Yea, I hate it when someone sits down next to you. Totally ruines the mood. I also think it should be a crime for someone to urinate in the stalls. There is nothing more disgusting than splattered urine all over the toilet seat when you need to take a dump. Another huge pet peeve of mine is the splashback in a public toilet. To ensure against this occurrence, one can flush precisely prior to the moment of excretion, causing the the feces to plunge directly into the bowl sans water. This flush method can also be used to drown out unpleasant bowel sounds to avoid embarrassment. I also hate the "weak" flush. What I mean by this, is that at alot of these newer places like shopping malls, the toilets are armed with extremely powerful flushes with great intensity, capable of successive flushes at small time intervals. A weak flush has small intensity and takes great time to recharge in between flushes which is very conducive to clogging or overflowing.
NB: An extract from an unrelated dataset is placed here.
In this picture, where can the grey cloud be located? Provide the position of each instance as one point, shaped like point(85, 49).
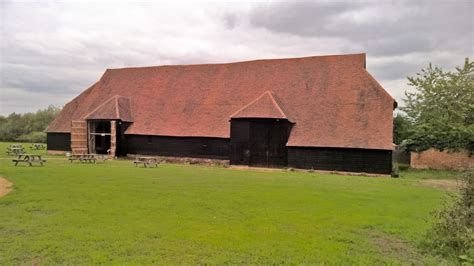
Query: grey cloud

These are mainly found in older houses. I clogged my cousin's toilet over Thanksgiving break. There wasn't a plunger around either. I always roll up my pant legs prior to entering the restroom and remove my wrist watch. I have also always pulled up the bottom of my shirt up to cover my nose to guard against unpleasant smells. Moist wipes are also a very viable option to carry on the go. Ok, I think I've incriminated myself as a toilet aficionado, that should be enough...
no big deal taking a **** at work it's a deli, everyone takes a **** at a deli. plus I've had horrific diarrhea the last few days.
A buddy of mine used to work at Bookstar. One night after the store closed, he was cruising through the aisles, picking up books, trash, etc. He turns the corner on the magazine row and what does he see up against the side of the aisle? Yep, a turd. How does that happen? Did the person just shake it out of their pants ...? Scary stuff.